Essie was the oldest of 8 children (3 survived to adulthood). She was raised under privileged circumstances by always being in the company of prominent Brooklyn families, hotel guests, jockeys, and yachtsmen. She grew up during the last few decades that Brooklyn was still an independent city.

Essie attended private school in Brooklyn where she continually received praise for her skills in entertainment. She was known for her elocution, that is performance and speech-giving. In fact, she was noted for her outstanding performance of elocution with the Prima Donna of the Stockholm Grand Opera, Ms.
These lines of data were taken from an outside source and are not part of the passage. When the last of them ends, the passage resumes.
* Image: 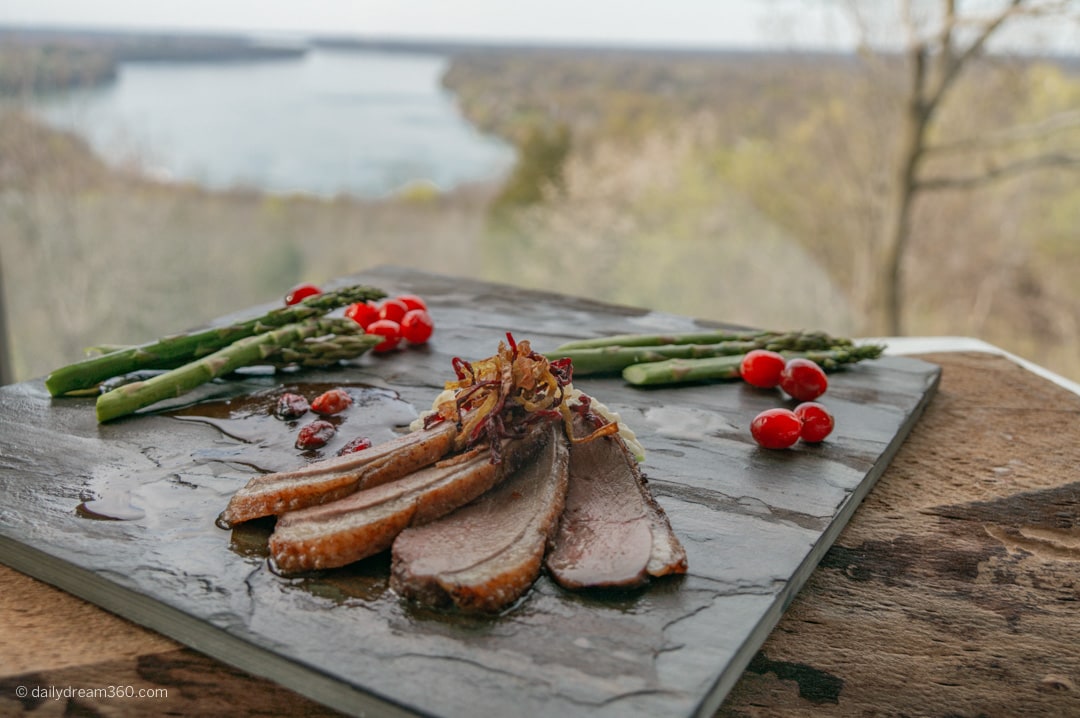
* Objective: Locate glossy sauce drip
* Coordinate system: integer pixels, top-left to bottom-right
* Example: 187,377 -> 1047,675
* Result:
171,383 -> 417,473
76,382 -> 417,524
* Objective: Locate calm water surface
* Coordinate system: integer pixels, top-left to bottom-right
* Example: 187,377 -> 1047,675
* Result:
29,50 -> 513,197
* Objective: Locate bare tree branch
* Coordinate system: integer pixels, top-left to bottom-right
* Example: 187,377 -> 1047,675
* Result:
928,0 -> 1024,111
916,153 -> 1080,191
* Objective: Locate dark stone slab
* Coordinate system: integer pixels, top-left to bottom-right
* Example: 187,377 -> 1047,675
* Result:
0,269 -> 940,718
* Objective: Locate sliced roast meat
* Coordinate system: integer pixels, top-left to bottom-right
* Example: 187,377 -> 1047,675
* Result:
218,421 -> 457,526
270,426 -> 549,573
390,426 -> 569,612
546,408 -> 686,588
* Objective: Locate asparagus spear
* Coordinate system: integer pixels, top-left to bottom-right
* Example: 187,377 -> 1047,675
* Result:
548,331 -> 851,376
622,344 -> 885,387
45,285 -> 386,396
97,317 -> 381,422
552,329 -> 777,356
267,328 -> 383,369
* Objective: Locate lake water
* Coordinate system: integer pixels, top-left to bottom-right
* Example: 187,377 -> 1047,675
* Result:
36,50 -> 514,197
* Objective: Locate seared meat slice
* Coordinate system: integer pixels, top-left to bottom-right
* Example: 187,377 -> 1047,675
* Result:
218,421 -> 457,526
390,426 -> 569,612
270,426 -> 550,573
546,417 -> 686,588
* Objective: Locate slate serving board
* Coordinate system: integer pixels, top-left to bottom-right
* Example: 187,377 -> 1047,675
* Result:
0,268 -> 940,718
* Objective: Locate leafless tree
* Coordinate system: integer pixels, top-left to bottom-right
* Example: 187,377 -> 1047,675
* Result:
847,0 -> 1080,335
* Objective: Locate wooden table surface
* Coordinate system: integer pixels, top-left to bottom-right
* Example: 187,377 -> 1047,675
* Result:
0,352 -> 1080,718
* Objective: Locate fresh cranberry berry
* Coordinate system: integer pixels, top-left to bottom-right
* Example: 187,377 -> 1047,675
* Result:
379,299 -> 408,324
365,320 -> 402,353
401,309 -> 435,344
285,284 -> 323,307
780,357 -> 828,402
795,402 -> 836,444
739,349 -> 787,389
296,419 -> 337,451
345,301 -> 379,329
311,389 -> 352,417
750,408 -> 802,449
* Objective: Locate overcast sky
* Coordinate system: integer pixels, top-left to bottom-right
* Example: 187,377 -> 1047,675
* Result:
0,0 -> 850,48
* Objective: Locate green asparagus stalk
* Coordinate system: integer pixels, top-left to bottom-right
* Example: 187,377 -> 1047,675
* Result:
552,329 -> 778,356
548,331 -> 851,376
45,285 -> 386,396
622,344 -> 885,387
97,319 -> 375,422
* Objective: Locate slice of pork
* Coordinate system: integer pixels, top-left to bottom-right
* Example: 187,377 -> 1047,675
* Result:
270,426 -> 550,573
218,421 -> 457,526
390,426 -> 569,612
546,417 -> 686,588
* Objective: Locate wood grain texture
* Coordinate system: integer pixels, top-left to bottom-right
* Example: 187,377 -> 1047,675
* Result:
0,354 -> 1080,718
0,268 -> 941,718
717,354 -> 1080,718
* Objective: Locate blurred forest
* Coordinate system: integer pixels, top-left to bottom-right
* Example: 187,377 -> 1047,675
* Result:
0,19 -> 1080,379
Bertha Wichman.

== Marriage ==
Essie's first husband was John Wick, a prominent New York businessman who ran one of the largest and most successful stove manufacturing businesses in the country—a technology that was at the time cutting edge. They were married in 1897. Essie and John had their one and only child, Lillian Osborn Wick, on September 9, 1898. John suffered from pulmonary troubles and the couple decided to move South to Greenville, SC for a better climate 1901.
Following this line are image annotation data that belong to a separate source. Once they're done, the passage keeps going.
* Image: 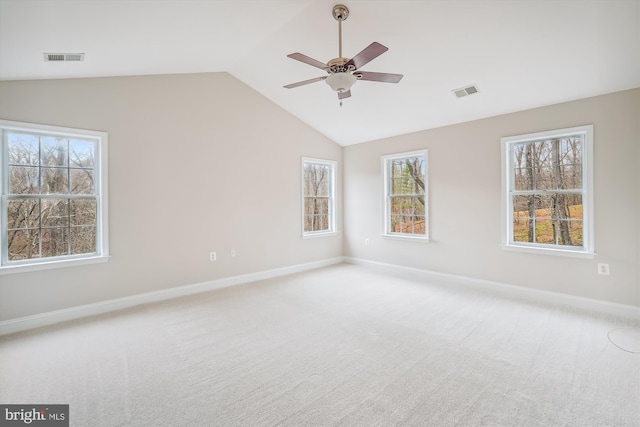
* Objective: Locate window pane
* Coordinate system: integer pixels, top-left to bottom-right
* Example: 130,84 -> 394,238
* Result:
9,166 -> 40,194
42,228 -> 69,258
40,136 -> 69,167
7,133 -> 40,166
513,196 -> 536,242
41,168 -> 69,194
41,199 -> 69,227
69,199 -> 97,226
69,169 -> 94,194
70,226 -> 96,255
304,198 -> 329,231
7,199 -> 40,229
7,229 -> 40,261
69,139 -> 95,169
536,219 -> 556,244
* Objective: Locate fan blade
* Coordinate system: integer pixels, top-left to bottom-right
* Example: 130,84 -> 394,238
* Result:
338,90 -> 351,99
345,42 -> 389,70
353,71 -> 403,83
287,52 -> 329,70
284,76 -> 328,89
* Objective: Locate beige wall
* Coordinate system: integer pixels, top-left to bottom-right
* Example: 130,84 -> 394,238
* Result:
0,73 -> 343,320
0,73 -> 640,320
344,89 -> 640,306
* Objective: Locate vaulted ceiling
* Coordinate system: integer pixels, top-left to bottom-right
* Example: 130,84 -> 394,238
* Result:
0,0 -> 640,145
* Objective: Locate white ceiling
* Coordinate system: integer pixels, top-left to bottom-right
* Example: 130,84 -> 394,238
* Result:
0,0 -> 640,145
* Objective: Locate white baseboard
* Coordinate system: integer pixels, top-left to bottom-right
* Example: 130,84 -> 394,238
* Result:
344,257 -> 640,320
0,257 -> 344,336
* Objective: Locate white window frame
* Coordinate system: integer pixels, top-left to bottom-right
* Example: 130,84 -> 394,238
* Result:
501,125 -> 595,258
300,157 -> 338,239
381,148 -> 430,242
0,120 -> 109,275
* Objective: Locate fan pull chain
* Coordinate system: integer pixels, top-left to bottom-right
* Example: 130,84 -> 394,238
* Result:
338,20 -> 342,59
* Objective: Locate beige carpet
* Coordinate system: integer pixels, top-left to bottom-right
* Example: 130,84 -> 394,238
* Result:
0,264 -> 640,427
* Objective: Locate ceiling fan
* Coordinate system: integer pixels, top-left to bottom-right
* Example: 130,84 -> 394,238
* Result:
284,4 -> 402,106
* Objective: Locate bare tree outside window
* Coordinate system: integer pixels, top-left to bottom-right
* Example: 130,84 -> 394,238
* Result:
384,152 -> 427,237
509,134 -> 585,247
4,131 -> 98,262
302,159 -> 335,233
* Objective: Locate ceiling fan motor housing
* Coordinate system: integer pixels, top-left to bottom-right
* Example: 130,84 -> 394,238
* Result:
333,4 -> 349,21
325,73 -> 357,93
Essie and John quickly became entrenched in the upper class of Greenville, South Carolina where they lived in a suite of rooms in Mansion House. They acquired property to begin building an estate and had John's award-winning horse shipped down from New York. Despite hopes of better health in the amiable climate, John's health deteriorated and he died from tuberculosis in 1903.

The widowed Essie was escorted to Washington, DC with her young daughter Lill. From DC, Essie's brother Thomas DeWitt Osborn brought her and Lill back to New York. At the time, Thomas was a rising politician in Brooklyn. Not shorter than a year later, tragedy struck Essie's life again when Thomas was killed in a trolley collision with his horse-drawn carriage. Thomas was returning from a political meeting when he was struck and killed by the trolley. He was the youngest Democratic politician in Brooklyn, a rising powerhouse, and a NYU Law Class of 1901 graduate.

== Second marriage ==
Following the deaths of her father, husband, and brother, Essie focused on raising Lill and continuing her involvement in social causes. She supported the suffragette movement, access to education for disadvantaged children, and social organization of women through clubs. Lill was raised within this polite society environment and attended the Packer Institute in Brooklyn Heights.

Ester Louise Osborn Wick later on, in 1912, married a widower William Foster Rowland. Rowland was involved in New York City millinery business. Three years later she found herself a widow again when her second husband died of a heart attack. Out of two marriages, she was really only a married woman for seven years. Following his death, Essie further entrenched herself in social clubs throughout New York City.

== Society and later life ==

Essie went by Mrs. William Foster Rowland in polite society news coverage. She was respected throughout New York City society as an active socialite, clubwoman, and leader. She ran many club events, charitable charges, and was honored by prominent club leaders. Essie was also known for her fashion, hosting a number of fashion programs through Clio. She was also named one of the 5 best dressed clubwomen in 1933.

In the 1920s, Essie was a member and president of Clio, one of the country's oldest women's clubs.

In 1935, she was elected President of the Women's Federation of New York Clubs.

In 1939, she received the honor of being appointed to the Committee on Women's Participation of the New York World's Fair.

During this time Lill married John Henry Neale II. Essie would spend much of her time with her daughter and son-in-law, and eventually her two grandsons, Thomas DeWitt Neale (named in honor of her brother) and John Henry Neale III. She frequented the Hamptons enjoying the summer season at Red Oaks (estate).

Into old age, Essie continued to give speeches at club events. She lived to see her first few great-grandchildren born before dying in 1957. Essie is buried in Green-Wood Cemetery.